Lot 288
  • 288

MAHARAJA PRATAP SINGH OF SAWAR WITH A BIRDCAGE

Estimate
4,000 - 6,000 USD
bidding is closed

Description

  • MAHARAJA PRATAP SINGH OF SAWAR WITH A BIRDCAGE
  • Opaque watercolor heightened with gold on paper
  • image: 7 by 5 1/4 in. (17.8 by 12.7 cm)

Provenance

Sotheby's New York, 25 March 1987, lot 138

Catalogue Note

Maharaja Pratap Singh (r.1668-1707) of Sawar seated with folded legs on a gold and brown-veined marble throne-chair.  Wearing a diaphanous jama and Mughal-style pagri with a black feather ornament - he holds a delicate blossom.  His katar (dagger) tucked in his sash.  His favorite birdcage curiously half-covered below him.  An attendant stands behind in a red mughal-style pagri (cap) holding another small cage and waving a peacock-feathered morchal (ceremonial peacock-feathered fan).  Rendered In the nim qalam (partly colored) manner with slight touches of verdigris and moss green ground.
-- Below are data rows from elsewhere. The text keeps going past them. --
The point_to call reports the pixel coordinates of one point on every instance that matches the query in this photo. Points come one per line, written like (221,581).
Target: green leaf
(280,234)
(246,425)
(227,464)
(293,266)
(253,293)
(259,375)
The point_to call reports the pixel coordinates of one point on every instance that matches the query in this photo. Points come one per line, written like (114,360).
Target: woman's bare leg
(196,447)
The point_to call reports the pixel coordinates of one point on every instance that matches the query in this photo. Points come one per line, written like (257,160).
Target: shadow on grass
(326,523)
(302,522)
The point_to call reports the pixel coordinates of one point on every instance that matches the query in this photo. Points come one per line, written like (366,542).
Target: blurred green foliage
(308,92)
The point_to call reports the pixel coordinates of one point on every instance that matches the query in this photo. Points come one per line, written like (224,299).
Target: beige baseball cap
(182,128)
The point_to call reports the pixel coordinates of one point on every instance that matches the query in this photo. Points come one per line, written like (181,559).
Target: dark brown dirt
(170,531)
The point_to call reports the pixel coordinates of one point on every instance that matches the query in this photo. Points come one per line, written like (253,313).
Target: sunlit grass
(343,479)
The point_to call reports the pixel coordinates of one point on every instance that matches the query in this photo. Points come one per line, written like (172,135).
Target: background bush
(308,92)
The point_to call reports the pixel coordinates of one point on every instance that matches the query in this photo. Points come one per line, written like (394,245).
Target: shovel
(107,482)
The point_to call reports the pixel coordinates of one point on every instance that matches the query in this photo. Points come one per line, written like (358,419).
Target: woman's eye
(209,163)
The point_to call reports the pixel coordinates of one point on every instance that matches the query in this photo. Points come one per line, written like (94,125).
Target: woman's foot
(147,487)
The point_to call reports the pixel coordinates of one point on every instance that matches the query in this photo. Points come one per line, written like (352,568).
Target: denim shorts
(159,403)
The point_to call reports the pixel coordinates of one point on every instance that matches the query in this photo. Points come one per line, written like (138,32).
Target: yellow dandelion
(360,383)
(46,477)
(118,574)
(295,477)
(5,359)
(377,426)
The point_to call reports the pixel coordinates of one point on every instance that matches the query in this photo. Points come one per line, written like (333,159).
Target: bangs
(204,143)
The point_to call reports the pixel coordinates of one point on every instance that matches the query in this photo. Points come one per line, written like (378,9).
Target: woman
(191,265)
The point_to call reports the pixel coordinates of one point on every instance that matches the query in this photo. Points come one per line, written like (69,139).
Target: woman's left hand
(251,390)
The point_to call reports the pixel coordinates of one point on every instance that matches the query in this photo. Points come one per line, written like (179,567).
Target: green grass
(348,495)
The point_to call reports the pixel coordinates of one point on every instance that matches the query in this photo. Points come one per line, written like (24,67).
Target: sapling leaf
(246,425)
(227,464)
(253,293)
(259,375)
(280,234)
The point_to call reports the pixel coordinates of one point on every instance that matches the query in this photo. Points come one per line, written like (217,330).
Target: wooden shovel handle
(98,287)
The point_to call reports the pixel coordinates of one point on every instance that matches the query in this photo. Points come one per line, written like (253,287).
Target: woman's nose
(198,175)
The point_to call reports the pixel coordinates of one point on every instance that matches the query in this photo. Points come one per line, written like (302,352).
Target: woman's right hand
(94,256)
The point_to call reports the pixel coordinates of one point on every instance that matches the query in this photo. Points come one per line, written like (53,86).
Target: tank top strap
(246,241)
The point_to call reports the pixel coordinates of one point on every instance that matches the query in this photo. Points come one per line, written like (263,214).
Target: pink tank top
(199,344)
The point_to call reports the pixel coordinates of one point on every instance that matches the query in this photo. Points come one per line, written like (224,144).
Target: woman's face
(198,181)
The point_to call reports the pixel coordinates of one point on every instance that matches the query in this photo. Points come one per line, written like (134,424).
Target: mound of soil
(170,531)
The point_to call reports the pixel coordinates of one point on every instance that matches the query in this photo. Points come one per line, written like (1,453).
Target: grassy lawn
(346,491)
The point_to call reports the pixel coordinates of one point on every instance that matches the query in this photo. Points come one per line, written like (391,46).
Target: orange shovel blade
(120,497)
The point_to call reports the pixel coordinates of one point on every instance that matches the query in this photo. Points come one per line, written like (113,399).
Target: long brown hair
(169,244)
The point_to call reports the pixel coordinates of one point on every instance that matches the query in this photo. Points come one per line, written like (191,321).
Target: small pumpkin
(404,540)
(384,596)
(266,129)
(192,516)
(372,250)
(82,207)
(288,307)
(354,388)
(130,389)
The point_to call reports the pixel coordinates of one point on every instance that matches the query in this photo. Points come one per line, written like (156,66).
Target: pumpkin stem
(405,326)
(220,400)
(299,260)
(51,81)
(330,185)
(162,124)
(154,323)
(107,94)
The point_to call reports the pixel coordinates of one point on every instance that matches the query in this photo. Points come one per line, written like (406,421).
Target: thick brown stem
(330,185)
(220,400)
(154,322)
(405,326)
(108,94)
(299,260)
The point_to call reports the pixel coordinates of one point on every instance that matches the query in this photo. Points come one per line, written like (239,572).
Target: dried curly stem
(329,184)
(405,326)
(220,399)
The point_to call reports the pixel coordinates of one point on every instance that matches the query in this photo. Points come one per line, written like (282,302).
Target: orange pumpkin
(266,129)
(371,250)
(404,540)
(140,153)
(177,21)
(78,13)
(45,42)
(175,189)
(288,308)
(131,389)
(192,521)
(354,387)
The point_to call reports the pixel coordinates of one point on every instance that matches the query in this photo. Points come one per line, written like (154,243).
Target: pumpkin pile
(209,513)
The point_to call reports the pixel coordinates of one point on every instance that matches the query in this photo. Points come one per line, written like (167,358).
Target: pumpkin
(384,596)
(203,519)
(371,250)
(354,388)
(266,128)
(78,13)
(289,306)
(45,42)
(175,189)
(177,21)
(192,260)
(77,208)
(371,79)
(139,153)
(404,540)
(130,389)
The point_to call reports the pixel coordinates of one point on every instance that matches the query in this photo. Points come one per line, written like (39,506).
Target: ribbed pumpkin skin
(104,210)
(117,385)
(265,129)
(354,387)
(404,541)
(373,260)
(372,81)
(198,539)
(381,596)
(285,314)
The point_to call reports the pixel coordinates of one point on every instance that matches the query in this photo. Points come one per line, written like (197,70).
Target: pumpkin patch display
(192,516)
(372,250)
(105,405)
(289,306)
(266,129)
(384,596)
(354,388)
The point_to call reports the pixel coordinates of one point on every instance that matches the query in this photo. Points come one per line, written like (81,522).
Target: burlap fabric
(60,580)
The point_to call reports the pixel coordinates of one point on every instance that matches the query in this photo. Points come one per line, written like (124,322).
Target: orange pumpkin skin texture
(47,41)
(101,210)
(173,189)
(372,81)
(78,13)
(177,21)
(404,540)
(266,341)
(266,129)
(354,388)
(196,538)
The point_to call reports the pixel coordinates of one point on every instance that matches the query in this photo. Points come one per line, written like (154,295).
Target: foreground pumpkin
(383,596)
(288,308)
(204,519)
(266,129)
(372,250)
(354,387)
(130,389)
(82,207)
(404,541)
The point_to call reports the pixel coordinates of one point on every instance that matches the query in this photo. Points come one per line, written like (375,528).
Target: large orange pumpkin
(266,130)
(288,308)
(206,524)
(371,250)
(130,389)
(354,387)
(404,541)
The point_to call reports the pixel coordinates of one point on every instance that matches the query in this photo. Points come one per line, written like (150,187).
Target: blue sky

Only one portrait of Maharaja Pratap Singh's predecessor, Maharaja Sundar Das (1606-1668), is known; see D. Mason, Intimate Worlds, Philadelphia, 2001, p. 138-9, cat. 54. This portrait also idiosyncratically depicts the raja with a birdcage - apparently a reoccurring motif in Sawar portraiture, given that Pratap's successor, Maharaja Raj Singh (r. 1705-30) is also often depicted in the presence of a small birdcage.  In our painting, Pratap Singh is rendered with a greater degree of realism than others known from Sawar - his face is delineated with great clarity and naturalistic shading.  It is a striking portrait and one unlike almost any other published work from Sawar.  His attendant stands behind, sketched-in over white heightening - very finely and sensitively rendered with mossy-green background left somewhat unfinished.  This is a contemporary portrait of Maharaja Pratap Singh compared to the later portraits of Raj Singh; see A. Topsfield and M. C. Beach, Indian Paintings and Drawings from the Collection of Howard Hodgkin, New York, 1991, cat. 24.

For related works, see I. Pasricha, 'Painting at Sawar and Isarda in the 17th century,' in Oriental Art, New Series, vol. XXVIII, no. 3, Autumn 1982.